Story Sale
I received some good news last week from the editors at Liquid Imagination: they're going to publish "Grandpa's Bluetooth" in their next issue. This was my Write1Sub1 story for week #6, and I'm glad to see it find a good home after just one rejection. Here's how it opens:
They take me to Seven Oaks Nursing Home because I’m the only one he’ll talk to. They say he’s got dementia and it’s not the same as being senile, that he’s a stubborn old fart and probably faking the whole thing. I don’t know about that. Maybe he just doesn’t want to talk to them.
"Grandpa's Bluetooth" is one of a handful of stories this year that started out originally as Twitter-fiction but grew into something much more. (The 140-character version of this story will appear @ Trapeze later this year.) Have any of your micro-tales ever evolved beyond their constraints like Dr. Banner into the Incredible Hulk?
Speaking of microfiction, a couple of my first attempts at 6-word stories appeared @ Cuento this past week: "Swan Dive into the Deep" and "Honored Dead".

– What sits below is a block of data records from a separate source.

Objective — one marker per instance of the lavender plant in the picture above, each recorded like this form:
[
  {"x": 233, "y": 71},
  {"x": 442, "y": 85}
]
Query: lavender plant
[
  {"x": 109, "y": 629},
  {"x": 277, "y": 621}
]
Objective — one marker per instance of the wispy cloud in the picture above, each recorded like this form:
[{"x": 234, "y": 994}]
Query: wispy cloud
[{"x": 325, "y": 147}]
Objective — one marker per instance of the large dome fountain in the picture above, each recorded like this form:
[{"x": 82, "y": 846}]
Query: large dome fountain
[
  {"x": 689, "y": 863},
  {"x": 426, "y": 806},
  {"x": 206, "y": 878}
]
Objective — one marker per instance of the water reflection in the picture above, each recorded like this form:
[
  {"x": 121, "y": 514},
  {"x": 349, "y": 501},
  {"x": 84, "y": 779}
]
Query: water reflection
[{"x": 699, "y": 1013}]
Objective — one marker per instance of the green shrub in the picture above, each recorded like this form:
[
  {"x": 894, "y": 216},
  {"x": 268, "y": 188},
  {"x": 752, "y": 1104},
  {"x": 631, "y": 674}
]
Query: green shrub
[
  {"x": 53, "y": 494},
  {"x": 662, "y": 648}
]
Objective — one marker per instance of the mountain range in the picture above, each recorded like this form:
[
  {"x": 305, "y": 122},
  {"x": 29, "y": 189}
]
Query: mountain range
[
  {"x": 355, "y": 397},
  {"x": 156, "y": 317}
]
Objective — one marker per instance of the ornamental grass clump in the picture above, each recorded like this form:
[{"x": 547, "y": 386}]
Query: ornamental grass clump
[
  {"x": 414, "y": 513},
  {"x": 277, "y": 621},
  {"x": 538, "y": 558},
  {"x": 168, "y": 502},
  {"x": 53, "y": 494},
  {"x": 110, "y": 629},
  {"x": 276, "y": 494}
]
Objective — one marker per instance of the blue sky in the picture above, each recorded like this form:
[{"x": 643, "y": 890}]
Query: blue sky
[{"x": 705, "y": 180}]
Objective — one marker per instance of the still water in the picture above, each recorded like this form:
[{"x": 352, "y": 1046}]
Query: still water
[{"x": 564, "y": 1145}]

Have you heard of the "American Sentence" poetry form? Yeah, me neither—until recently. It shares the same syllable count as traditional haiku (5 – 7 – 5), but instead of being three distinct phrases, it reads like a sentences (and hence the name). Here are a couple of mine:
Children scoop up memories by the bucketful and hope nothing spills.
If only we could spread the warmth of a coffee shop beyond these walls.
I submitted both to Seven by Twenty, but the editor passed. She did, however, accept two haiku, and they'll appear online in May.
> W1S1 update: 16 short stories written in 16 weeks + some microfiction and poetry.